Part of the problem here is that the ANSI standard is itself flawed.

(Maybe this particular case of trailing spaces is an exception, but many parts of ANSI SQL, AFAIK, are more focused on what the syntax of SQL is, and they say that the semantics, even of some fundamental operations, is left up to the implementation to decide for itself. So what good does it do you if SQL of the same syntax will compile on different DBMSs if it behaves differently in each one? And the standard considers this valid.)

How many other programming langauges besides ANSI SQL treat trailing spaces as insignificant.

Regarding whether by extension it should be impossible to create strings
with trailing spaces; I side with the SQLite developers who say it isn't
the engine's job to trim blanks in data. Most other engines I've used do
not trim spaces either, even if the field is a varchar.

And rightly so, you should not trim spaces, because spaces are significant.

Herein lies a wider part of the problem. The ANSI SQL is inconsistent in how it treats trailing spaces in strings. On one hand it wants to preserve them, but on the other hand it wants to ignore them in its most fundamental operation other than preserving.

(With my "it should not be possible" sentence, I was not saying that spaces should not be trimmed in the fictional scenario where a character string does by definition not contain trailing spaces, but that code specifying them should produce an error rather than succeed.
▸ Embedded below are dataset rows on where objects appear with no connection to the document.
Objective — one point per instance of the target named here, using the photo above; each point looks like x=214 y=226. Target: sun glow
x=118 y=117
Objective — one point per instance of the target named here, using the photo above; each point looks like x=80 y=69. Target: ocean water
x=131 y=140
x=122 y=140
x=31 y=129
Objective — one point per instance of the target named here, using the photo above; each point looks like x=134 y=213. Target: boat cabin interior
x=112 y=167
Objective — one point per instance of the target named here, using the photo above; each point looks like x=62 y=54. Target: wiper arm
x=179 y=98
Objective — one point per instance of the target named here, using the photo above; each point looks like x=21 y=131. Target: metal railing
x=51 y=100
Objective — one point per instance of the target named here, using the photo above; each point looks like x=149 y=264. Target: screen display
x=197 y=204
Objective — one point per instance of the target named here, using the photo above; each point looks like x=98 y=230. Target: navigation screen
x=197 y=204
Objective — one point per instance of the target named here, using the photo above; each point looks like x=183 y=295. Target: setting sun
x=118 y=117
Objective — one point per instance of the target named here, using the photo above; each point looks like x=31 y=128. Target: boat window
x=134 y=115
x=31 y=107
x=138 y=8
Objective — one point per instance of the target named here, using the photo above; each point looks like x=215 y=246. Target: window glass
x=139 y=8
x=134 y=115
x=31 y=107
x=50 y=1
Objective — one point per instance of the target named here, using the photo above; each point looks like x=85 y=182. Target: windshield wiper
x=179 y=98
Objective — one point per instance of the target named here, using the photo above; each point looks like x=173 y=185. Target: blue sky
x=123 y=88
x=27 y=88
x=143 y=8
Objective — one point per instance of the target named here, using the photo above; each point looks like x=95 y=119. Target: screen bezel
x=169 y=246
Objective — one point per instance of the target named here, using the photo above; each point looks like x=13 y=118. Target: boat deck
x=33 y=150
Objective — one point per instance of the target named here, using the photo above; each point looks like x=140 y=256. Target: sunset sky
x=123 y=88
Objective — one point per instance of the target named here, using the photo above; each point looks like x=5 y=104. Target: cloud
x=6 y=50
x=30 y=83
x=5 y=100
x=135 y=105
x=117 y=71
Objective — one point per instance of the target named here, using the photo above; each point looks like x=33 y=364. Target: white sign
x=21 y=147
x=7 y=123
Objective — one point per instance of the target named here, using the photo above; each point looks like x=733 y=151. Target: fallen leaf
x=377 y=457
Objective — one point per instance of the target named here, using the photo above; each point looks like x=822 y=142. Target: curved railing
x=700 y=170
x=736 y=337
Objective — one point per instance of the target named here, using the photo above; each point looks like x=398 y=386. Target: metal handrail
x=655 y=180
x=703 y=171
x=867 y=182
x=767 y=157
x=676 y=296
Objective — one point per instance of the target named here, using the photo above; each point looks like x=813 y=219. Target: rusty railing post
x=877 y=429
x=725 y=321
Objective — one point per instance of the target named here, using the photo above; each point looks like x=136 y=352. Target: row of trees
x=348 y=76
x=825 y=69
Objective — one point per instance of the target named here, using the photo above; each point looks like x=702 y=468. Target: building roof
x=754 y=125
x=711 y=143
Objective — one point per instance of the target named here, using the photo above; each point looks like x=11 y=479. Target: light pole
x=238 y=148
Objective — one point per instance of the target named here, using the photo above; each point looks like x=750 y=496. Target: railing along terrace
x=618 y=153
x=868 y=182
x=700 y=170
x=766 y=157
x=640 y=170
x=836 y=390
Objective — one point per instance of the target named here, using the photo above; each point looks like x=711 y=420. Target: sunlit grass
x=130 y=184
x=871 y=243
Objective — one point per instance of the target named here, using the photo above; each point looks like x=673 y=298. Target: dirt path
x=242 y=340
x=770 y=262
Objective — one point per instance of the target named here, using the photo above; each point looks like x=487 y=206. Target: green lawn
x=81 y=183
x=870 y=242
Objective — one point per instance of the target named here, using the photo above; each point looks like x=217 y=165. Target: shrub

The matter is analagous to what would happen if you write code that tries to treat the character string literal 'foo' as a number.)

But - whether ANSI compliance is considered "bloat" is not really my
place to comment upon.  I guess it's really is up to the SQLite team.

Yes it is up to the developers. And they have already demonstrated willingness to do some things differently than ANSI SQL because they considered the differences to be improvements, or alternately reasonable feature cutting.

Purely from a business usability standpoint (not a programming one), I
would say there's no question that it's far more useful to do
comparisons the ANSI way.

And why is it more useful to ignore trailing spaces than respect them. And if ignoring them is more useful, why do most programming languages (AFAIK) respect them?

 If for some reason I truly want to compare &
respect trailing spaces, I can still do that using a function such as
HEX(A) = HEX(B) or something better.

I would argue that it is rediculous to do such ugly things in order to do something that should be fundamental, and is simple and fundamental in any other language. Better for basic '=' comparison to test that the values are the same, and have some other operator or function like 'equal_when_trimmed( v1, v2 )' when you want various exceptional comparisons.